Are these tests age-appropriate or not?
From this year, the tests include PISA-type items, and the skills assessed have been expanded for greater relevance. But the number of subjects was too high, say some of the teachers.
The “Pearls” phenomenon: why our students’ blunders are no longer funny
“National assessment, mathematics, fourth grade – a 60-minute time trial through 20 items, many with a medium-high degree of difficulty. A simple calculation: 3 min/requirement. From this time we subtract a few minutes for writing the identification data and the final correction. Then, mathematics also requires a working draft. We also give the children time for tests, for thinking? What are we actually aiming for? I’m curious if for each item, in writing, a time was allocated, estimated. This is how I would proceed: I add up the partial times and arrive at a work time correctly adapted to the content”teacher Coziana Zaharia wrote on Facebook.

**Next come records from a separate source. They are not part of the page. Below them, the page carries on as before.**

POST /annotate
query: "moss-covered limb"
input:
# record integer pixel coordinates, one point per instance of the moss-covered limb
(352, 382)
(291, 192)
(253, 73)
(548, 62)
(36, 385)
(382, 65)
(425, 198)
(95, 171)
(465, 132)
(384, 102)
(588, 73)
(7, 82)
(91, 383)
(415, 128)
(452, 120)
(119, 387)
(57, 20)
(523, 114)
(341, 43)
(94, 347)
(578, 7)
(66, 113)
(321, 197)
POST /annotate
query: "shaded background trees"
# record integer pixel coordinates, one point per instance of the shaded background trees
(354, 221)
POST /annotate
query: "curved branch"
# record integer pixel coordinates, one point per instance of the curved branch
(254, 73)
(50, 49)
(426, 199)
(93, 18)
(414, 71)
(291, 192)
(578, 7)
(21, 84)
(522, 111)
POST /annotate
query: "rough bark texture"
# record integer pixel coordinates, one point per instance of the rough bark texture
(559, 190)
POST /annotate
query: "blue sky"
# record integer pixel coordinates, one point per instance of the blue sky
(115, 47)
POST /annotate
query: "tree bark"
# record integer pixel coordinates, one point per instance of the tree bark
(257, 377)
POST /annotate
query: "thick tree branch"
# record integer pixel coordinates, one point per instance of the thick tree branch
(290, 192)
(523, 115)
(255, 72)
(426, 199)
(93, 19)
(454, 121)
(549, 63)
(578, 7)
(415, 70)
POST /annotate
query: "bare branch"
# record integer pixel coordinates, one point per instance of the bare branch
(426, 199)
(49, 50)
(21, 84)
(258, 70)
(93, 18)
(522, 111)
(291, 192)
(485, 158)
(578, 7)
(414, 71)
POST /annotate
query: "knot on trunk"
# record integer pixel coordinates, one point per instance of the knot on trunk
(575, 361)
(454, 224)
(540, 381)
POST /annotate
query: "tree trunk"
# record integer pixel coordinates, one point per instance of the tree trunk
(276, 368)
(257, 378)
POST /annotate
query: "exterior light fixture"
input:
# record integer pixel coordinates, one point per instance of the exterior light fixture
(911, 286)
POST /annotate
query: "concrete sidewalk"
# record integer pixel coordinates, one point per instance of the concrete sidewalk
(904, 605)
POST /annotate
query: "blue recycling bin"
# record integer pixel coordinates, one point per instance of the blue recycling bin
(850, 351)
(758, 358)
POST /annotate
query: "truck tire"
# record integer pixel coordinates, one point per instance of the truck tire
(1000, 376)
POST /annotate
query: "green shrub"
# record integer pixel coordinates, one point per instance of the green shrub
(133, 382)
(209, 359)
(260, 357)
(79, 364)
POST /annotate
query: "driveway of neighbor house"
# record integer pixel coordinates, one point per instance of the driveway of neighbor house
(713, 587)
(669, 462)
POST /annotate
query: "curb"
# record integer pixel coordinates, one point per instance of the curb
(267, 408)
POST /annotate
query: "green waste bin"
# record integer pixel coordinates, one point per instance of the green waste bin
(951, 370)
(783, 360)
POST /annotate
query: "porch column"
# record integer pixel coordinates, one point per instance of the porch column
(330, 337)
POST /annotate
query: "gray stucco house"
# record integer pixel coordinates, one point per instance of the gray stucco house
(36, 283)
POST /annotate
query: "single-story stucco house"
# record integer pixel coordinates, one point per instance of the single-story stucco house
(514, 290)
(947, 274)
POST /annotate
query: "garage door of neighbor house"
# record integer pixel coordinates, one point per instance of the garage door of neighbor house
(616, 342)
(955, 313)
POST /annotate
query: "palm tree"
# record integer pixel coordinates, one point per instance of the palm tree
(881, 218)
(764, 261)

And in the 6th grade, where testing has not yet taken place, the official models published on the website of the Ministry of Education indicate 20 requirements with an even higher degree of complexity than in the 4th grade. The solution time is also 60 minutes.
Could we opt out of these ratings?
Gabi Bartic says that not because they can be useful, but with one condition: to know what we are doing with what we find out.
“The problem is not that we test. The problem is that we test and then look elsewhere. However, testing for the sake of the tested and collective anxieties only increases anxiety.”
Aggregated at the national level and well read, the data obtained from the evaluations are gold on several levels, Gabi Bartic believes:
“At the class level: the teacher or teachers receive a profile per student, and thus know concretely – this child needs more in understanding the text, the other in numerical reasoning – and act before it’s too late.
At the school level: the principal sees where the systematic weaknesses are and can ask for methodological support or reallocate resources.
At the system level: the ministry and ISJs see the real map of learning in Romania or in the county and can make decisions based on data, not impressions.”
To reach such results, three things are needed, says the expert: “training in the use of data, time in school for this analysis, and institutional willingness to act on what you find — even if what you find is uncomfortable.”